A. YERMOLINSKY (EUA, 2.595) x (2.530, Cuba) L. BRUZÓN   (13ª rod. - 3º Tab. 34th Olympiad, Istambul, 10.11.00 -- PD-Ortodoxa/Tartakower, D 58) 1 d4 d5 2 c4 e6 3 Cc3 Be7 4 Cf3 Cf6 5 Bg5 O-O 6 e3 h6 7 Bh4 b6 8 Bd3 Cbd7 9 Bg3 Bb7 10 O-O c5 11 cxd5 Cxd5 12 Tc1 C7f6 13 Te1 cxd4 14 exd4 Tc8 15 Te2 a6 16 Bb1 b5 17 Be5 Cxc3 18 bxc3 Bxf3 19 gxf3 Cd5 20 Dd3 g6 21 f4 Rh7 22 h4 Tg8 23 h5 f5 24 Dh3 gxh5+ 25 Rf1 Tg6 26 Tec2 Dg8 27 Re2 Bf6 28 Df3 Bxe5 29 fxe5 Tg4 30 c4 Te4+ 31 Rf1 vxc4 32 Txc4 Txc4 33 Txc4 Tf4 34 Db3 Tg4 35 Re2 Tg1 36 Db7+ Rg6 37 Tc8 Df7 38 Db8 Rg7 39 Bc2 h4 40 Bb3 Cf4+ 41 Re3 Te1+ 42 Rxf4 Te4+ 43 Rf3 Dh5+ 44 Rg2 Dg4+ 45 Rh2 Df4+ 46 Rg2 Dg4+ 47 Rh2 Df4+ 48 Rg2 Dg4+, ½-½.

      LENIER DOMINGUEZ (Cuba, 2.530) x (2.565, EUA) NICK DE FIRMIAN (13/r. 4/TAB. Istambul, 10.11.00 — Siciliana, B 93) 
     1 e4 c5 2 Cf3 d6 3 d4 cxd4 4 Cxd4 Cf6 5 Cc3 a6 6 f4!?

     Preferida pelos jogadores de ataque (em especial, a fenomenal Judit Polgar) para combater a Variante Najdorf, essa aguda continuação traduz claramente a intenção de Lenier em levar a luta às suas últimas consequências.

     5... e5!?
     Nick ainda podia caminhar pelo suave caminho da promissora, sólida Variante Scheveningen (5...e6).
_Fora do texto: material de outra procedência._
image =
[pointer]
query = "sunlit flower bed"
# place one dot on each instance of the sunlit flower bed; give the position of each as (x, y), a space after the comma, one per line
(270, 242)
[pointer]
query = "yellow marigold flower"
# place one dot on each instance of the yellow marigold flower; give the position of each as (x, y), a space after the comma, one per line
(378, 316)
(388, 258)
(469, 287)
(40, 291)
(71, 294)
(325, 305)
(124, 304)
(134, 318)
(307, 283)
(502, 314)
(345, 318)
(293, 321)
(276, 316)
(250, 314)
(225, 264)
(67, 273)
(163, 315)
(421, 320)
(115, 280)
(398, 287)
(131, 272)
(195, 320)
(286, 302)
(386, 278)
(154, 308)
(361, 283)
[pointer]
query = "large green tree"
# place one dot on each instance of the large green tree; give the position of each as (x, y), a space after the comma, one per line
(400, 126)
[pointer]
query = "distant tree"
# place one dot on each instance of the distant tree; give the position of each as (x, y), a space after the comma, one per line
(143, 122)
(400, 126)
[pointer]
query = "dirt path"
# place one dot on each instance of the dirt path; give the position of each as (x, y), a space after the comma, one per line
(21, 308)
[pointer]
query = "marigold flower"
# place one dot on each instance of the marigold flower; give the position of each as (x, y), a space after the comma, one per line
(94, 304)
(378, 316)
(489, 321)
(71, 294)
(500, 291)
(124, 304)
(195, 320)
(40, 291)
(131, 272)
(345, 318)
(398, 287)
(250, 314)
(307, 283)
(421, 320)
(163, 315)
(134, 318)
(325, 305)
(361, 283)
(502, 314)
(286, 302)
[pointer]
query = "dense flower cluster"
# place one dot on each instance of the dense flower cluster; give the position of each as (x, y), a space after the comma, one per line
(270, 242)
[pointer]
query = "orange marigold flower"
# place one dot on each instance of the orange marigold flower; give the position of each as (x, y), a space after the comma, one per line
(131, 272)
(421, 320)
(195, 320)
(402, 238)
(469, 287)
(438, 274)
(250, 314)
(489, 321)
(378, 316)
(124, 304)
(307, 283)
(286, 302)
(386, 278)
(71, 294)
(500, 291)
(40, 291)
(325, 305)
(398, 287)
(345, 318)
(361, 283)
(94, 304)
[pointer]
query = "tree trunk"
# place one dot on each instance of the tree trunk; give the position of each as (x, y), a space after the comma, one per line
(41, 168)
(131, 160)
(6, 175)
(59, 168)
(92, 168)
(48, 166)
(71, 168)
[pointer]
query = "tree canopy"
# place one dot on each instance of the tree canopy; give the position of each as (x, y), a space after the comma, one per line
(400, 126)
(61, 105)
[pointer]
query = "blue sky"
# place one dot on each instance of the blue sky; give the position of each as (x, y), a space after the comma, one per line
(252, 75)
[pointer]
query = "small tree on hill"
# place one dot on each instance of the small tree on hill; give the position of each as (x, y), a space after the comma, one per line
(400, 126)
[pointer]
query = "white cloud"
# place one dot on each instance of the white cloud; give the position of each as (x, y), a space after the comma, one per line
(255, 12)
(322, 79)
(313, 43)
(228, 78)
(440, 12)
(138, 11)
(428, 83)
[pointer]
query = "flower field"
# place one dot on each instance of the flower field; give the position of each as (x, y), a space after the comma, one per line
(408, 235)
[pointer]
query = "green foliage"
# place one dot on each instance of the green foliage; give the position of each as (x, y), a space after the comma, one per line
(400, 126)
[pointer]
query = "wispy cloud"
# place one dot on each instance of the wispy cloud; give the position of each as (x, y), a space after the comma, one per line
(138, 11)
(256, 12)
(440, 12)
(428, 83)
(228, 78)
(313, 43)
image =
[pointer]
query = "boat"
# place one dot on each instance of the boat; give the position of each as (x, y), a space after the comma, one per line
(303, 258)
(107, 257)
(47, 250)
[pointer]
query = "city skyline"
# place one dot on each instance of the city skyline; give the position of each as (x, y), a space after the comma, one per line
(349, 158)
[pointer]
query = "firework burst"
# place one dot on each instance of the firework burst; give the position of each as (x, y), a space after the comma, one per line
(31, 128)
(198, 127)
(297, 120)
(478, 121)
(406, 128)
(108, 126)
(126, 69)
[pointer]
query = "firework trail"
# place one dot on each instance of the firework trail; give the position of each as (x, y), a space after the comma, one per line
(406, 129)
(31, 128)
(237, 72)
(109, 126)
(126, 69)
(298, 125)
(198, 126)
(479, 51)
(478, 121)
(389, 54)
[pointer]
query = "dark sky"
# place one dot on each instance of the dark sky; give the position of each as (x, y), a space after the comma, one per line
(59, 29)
Mas essa partida era decisiva para o match e ele precisava assumir certos riscos, se quisesse vencer.

     7 Cf3 Cbd7 8 a4!
     Impedindo a expansão das pretas na ala da dama e deixando sempre à mão o possível e constrangedor a5
.

     8... Be7 9 Bd3 O-O 10 O-O exf4
     Com a neutralização da ala da dama, as escaramuças tendem a acontecer no centro, para onde convertem todas as forças de ambos os lados
.

     11 Rh1 Cc5 12 Bxf4 Bg4 13 Dd2
     Consoante com o que dissemos, já ocorreu 13 a5!? Te8 14 Dd2 Tc8 15 Cd4 Ce6 16 Be3! Cxd4 17 Bxd4 Bh5 18 Bb6 Dd7 19 e5! Cg4 20 Bf5 e, superiores, as brancas venceram, 1-0 in 36. Vasta-Labollita, XXX International Open de Mar del Plata-A, 1999. Aqui, cabe também o seguinte registro: na 6ª rodada desta Olimpíada, acontecera 13 Be3 Tc8 14 Dd2 Cxd3 15 Dxd3 Dc7 16 Cd4 Dd4 17 Cf5 Bxf5 18 Txf5 Cg4 19 Bd4 Bf6! 20 Bxf6 Cxf6 21 Taf1 Dxd3 com uma posição esvaziada, ½-½ in 38. Mannion-Arencibia (Walter Arencibia é companheiro de equipe de Lenier Dominguez), Istambul 2000.

     13... Tc8
     Analisando sua partida com Gata Kamsky (brancas), o super GM-A ucraniano Vassily Ivanchuk recomendava nessa posição o apropositado 13...Bh5!?, para reforçar a tensão central com ...Bg6. E ele propunha (13...Bh5!?) 14 Tae1 Bg6 15 b4 Cxd3 16 cxd3 d5! -- sempre o centro -- 17 e5 Ch5 18 Bg5 f6 19 exf6 Cxf6, com igualdade. E encontramos um exemplo endossando essa recomendação de Ivanchuk, 13...Bh5!? 14 Cd4 Bg6 15 Cf5 Bxf5 16 exf5 d5 17 Be5 Ccd7 l8 Bd4 Bc5 19 Ce2 Te8  20 c3 com equilíbrio, ½-½ in 28. Milos-Leitão, Zonal 2.4, São Paulo 2000.

     14 Tae1!
     Uma opção interessante é, direto, 14 Cd4 Ce6 15 Be3! Cxd4 16 Bxd4 Be6 17 a5! Cd7 18 Ca4 Bf6 19 Bxf6 Cxf6 20 Cb6 Tc6 21 Tad1 Cd7 22 Cxd7 Dxd7 23 e5 dxe5 24 Bxh7+ Rxh7 25 Dxd7 Bxd7 26 Txd7 Txc2, ½-½. Arnason-Anand, rapidplay Islândia 2000.
     O lance do texto é típico da escola soviética, escola que influenciou e ainda é a base de toda a formação dos enxadristas da "perla del Caribe", a partir da revolução cubana liderada, entre outros, por Camilo Cienfuegos. Os ardorosos enxadristas Fidel Castro e Ernesto Che Guevara aproveitaram-se das estreitas relações Cuba-URSS para importar também os melhores preceptores do xadrez russo -- daí por que Cuba não tem rivais entre os países latino-americanos. Assim, não seria exagero se afirmássemos que nos quatro tabuleiros desse match se executava um xadrez com a mesma origem...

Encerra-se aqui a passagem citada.